July 16, 2018

Maine tourism weathering U.S.-Canada trade war

The trade war and tough talk between the United States and Canada don't appear to be dampening Maine's tourism business, according to reports from the Bangor Daily News and the Associated Press.

On May 31, the Trump Administration placed tariffs on Canadian steel and aluminum, prompting Canada to impose tariffs of its own earlier this month. Historically cordial neighbors, the two countries have also swapped diplomatic barbs, such as President Trump's description of Canadian Prime Minister Justin Trudeau as "weak" and "dishonest."

But Maine's hotel and restaurant operators don't seem to notice any fallout from the feud.

"I think the fears related to Maine tourism are overstated," Steve Hewins, president and chief executive officer of the Maine Restaurant Association and the Maine Innkeepers Association, told the BDN. "I've not heard that there's an issue with Canadians coming here. Canadian tourism has always been strong for Maine."

Detailed tourism statistics won't be available until later this year. And it's still early in the summer season, when Canadians typically flock to Maine.

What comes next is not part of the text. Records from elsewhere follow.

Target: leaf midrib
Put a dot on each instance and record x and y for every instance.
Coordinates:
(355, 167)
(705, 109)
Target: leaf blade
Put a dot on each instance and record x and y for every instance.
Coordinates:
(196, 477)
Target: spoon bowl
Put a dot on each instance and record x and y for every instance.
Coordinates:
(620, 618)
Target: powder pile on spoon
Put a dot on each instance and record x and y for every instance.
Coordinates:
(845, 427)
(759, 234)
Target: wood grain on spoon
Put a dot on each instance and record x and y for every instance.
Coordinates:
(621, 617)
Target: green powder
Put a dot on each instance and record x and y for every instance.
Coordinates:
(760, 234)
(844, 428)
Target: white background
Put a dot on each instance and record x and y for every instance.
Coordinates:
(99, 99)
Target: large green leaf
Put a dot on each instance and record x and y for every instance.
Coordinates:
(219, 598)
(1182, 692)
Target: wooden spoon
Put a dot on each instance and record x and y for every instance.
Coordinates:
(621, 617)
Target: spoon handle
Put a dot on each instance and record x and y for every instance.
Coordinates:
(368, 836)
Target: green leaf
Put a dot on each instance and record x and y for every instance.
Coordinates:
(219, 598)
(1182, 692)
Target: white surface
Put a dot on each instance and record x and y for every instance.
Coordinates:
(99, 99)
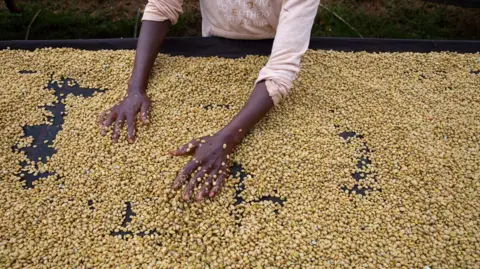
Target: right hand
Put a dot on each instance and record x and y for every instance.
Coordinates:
(125, 110)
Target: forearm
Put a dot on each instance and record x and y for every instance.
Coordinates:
(256, 107)
(150, 40)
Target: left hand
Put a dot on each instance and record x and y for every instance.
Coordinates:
(209, 166)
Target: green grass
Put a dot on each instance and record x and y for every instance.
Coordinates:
(401, 21)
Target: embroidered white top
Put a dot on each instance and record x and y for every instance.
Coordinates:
(289, 22)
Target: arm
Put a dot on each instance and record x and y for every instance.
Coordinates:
(211, 153)
(159, 14)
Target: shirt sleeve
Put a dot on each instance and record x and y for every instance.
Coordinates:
(291, 42)
(163, 10)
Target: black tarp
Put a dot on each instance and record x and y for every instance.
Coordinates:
(213, 46)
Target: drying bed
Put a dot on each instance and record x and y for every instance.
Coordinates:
(373, 160)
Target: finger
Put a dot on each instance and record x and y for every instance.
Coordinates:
(108, 119)
(111, 118)
(144, 112)
(193, 183)
(101, 118)
(118, 127)
(217, 185)
(184, 175)
(187, 149)
(131, 128)
(207, 186)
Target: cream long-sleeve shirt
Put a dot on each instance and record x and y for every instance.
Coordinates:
(288, 21)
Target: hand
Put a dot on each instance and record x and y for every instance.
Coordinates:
(209, 165)
(125, 110)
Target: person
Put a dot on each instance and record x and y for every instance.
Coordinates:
(289, 22)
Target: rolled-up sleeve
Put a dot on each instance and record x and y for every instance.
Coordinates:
(163, 10)
(291, 42)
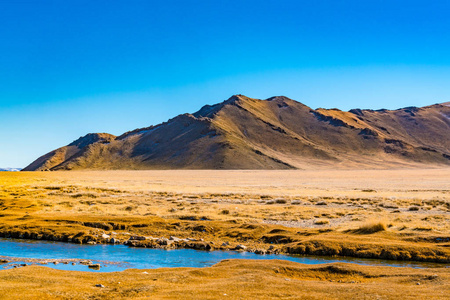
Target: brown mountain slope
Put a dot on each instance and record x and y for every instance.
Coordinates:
(277, 133)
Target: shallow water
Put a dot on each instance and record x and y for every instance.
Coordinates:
(119, 257)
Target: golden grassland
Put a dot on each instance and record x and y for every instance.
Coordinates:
(231, 279)
(389, 214)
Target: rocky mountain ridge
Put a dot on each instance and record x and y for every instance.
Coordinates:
(276, 133)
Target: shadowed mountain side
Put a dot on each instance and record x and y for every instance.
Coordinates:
(277, 133)
(70, 152)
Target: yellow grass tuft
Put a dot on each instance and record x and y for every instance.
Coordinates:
(372, 227)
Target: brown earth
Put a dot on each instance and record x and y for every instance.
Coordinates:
(389, 214)
(277, 133)
(231, 279)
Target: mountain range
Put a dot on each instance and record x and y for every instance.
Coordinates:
(10, 169)
(276, 133)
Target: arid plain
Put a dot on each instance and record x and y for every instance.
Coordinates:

But they appear to be flocking at Joseph's By The Sea, a restaurant in Old Orchard Beach, long a popular destination for Quebec visitors.

Usually during the summer season, 35% to 40% of the restaurant's patrons travel from Canada, and the percentage this year is about the same, according to General Manager Erica Stagg.

"It's been a very busy season so far," she said in an interview with the BDN, although she noted that "the season is only two weeks in."

Fred Kennedy, owner of Alouette Beach Resort in Old Orchard Beach, said reservations have already been strong and that he's not worried about the impact of U.S.-Canada relations.

"I think this is going to blow over. By this time next year, things will be patched up," he told the AP.

Hewins said that Maine's lodging business grew 20.9% in the first four months of 2018, compared to the same period last year, with total revenues of more than $137 million.

Although there's no breakdown about where the visitors are coming from, a national number could offer a clue. Border-crossing data from Canada show that the number of Canadian motorists returning from the U.S. in June increased 12.7% over 2017, the AP reported.

Tourism is a large industry for Maine, with an economic impact of $9 billion last year, according to the state's Office of Tourism. An estimated 36.7 million tourists visited Maine in 2017, including 4.1 million from Canada.